You didn't know there was a difference.
"Defiance of defeat has gotten us this far, and will see us to the end if we believe it can."
Remaining at the railing, you leaf through your journal until you find a page with enough room for what you've got in mind. A gauntlet of metal takes shape on the paper, forged into a rude gesture. When you show it to Killer, he doesn't try to mask his laughter this time.
***
It doesn't have a title yet and the cover is still blank, but everyone saw their story plunge into the maw of the Sea Cow that has thrown the ship and its crew clear out of the water. The landing is rough, and you get wet.

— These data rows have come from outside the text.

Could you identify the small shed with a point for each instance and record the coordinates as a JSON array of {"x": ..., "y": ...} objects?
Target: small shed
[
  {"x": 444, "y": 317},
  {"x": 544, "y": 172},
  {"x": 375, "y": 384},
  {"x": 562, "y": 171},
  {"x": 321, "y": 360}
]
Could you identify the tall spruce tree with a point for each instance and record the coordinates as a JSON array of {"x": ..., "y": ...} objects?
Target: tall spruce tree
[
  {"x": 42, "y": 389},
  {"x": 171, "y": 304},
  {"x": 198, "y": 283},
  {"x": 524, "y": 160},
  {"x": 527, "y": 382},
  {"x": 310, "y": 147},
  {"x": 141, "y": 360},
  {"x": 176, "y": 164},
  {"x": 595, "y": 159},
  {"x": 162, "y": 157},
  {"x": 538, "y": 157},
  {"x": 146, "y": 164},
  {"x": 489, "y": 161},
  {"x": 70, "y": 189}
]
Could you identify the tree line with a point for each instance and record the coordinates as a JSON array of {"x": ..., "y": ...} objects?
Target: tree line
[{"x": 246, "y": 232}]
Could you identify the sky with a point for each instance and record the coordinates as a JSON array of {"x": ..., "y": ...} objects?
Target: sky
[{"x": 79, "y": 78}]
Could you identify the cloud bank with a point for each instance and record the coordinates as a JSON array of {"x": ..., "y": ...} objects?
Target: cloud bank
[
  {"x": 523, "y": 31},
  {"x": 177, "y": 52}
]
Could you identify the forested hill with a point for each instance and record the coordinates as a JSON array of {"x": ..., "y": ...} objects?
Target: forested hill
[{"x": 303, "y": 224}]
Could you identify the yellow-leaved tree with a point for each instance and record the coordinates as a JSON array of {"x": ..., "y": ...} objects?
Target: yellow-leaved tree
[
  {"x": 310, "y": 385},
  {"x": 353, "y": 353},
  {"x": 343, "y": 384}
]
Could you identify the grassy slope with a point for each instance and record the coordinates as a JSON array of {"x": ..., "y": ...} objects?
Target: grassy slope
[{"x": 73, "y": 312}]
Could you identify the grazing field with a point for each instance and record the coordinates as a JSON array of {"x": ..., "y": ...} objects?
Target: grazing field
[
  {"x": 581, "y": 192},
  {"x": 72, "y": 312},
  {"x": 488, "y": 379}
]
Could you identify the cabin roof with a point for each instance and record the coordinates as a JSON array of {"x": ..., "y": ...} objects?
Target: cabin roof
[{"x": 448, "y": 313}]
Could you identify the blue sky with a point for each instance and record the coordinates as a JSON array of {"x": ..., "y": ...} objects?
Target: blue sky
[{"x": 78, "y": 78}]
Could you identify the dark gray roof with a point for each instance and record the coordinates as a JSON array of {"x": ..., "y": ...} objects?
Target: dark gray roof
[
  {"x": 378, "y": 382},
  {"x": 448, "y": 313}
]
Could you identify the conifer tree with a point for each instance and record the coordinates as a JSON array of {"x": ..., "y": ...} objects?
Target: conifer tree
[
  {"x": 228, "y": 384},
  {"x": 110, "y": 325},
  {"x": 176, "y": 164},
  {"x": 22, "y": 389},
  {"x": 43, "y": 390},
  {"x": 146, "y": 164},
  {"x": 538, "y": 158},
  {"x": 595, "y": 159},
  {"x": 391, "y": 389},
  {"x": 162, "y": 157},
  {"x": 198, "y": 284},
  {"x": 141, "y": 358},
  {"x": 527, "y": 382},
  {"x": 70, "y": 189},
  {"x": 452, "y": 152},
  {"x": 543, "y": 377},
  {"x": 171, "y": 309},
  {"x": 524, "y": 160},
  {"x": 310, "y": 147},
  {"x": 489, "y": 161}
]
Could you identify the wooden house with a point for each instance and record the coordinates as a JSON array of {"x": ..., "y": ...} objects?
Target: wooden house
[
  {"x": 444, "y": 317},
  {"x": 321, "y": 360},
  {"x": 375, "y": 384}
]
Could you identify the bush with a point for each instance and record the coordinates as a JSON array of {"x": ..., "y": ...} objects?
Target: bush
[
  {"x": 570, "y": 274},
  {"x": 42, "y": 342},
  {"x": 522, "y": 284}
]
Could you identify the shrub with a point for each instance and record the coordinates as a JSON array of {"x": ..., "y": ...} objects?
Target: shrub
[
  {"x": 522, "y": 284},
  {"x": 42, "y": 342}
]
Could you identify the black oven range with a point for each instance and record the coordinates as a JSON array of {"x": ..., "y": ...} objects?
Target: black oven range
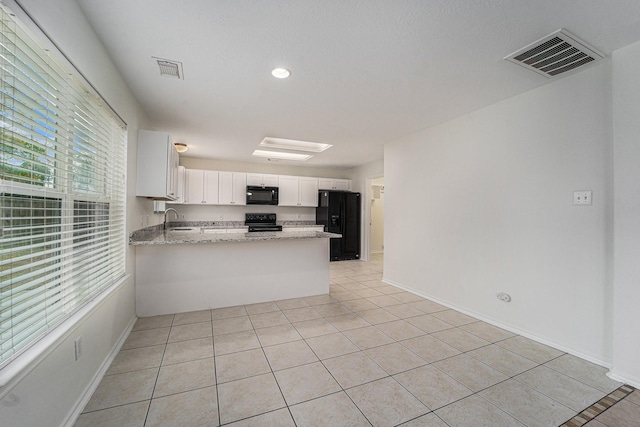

Upon returning to the surface, you discover that the captain of the Kid Pirates has gathered enough falling detritus to seize the offending beast by the horns, arresting its rampage before more damage is done. The ship remains resolutely afloat, riding the waves created by a contest of wills that churns the sea.
In the same moment as everybody else, you catch a glimpse of a legacy not yet lost—provisionally wedged between two colossal teeth. You could never hope to retrieve the book on your own, but the rebels you consort with are already rallying to the cause.
House fishes you out of the water. Wire commands the deck, and you leap to help bring the ship around. Heat sends Gig and Compo to fetch harpoons and nets while Mosh hauls ammunition up from the hold so Boogie can load the cannons. Quincey and Papas are suddenly cheering at the rail, drawing your attention to the havoc beyond. Captain Kid has wrestled the monster into submission, and Killer is so fast you barely saw him move before two excised teeth and the record book are plummeting towards the waves. The metal you nailed to the corners of the cover are just enough for your captain to seize, so only the teeth are lost to the sea forever.
The roar of revelry that erupts on deck is almost as sweet as knowing your companions will be honored among the grateful pages of a tale worth telling. With a victorious smirk, Eustass 'Captain' Kid entrusts you with the story of the Kid Pirates once more.
"Hang onto that. We're not done yet."
You will remember the satisfaction of that victory long after the journal in your hands can hold no more. The cover is a little sodden and stained, but you finally know how you will decorate the scarlet leather: the likeness of a bull, with horns of brandished steel.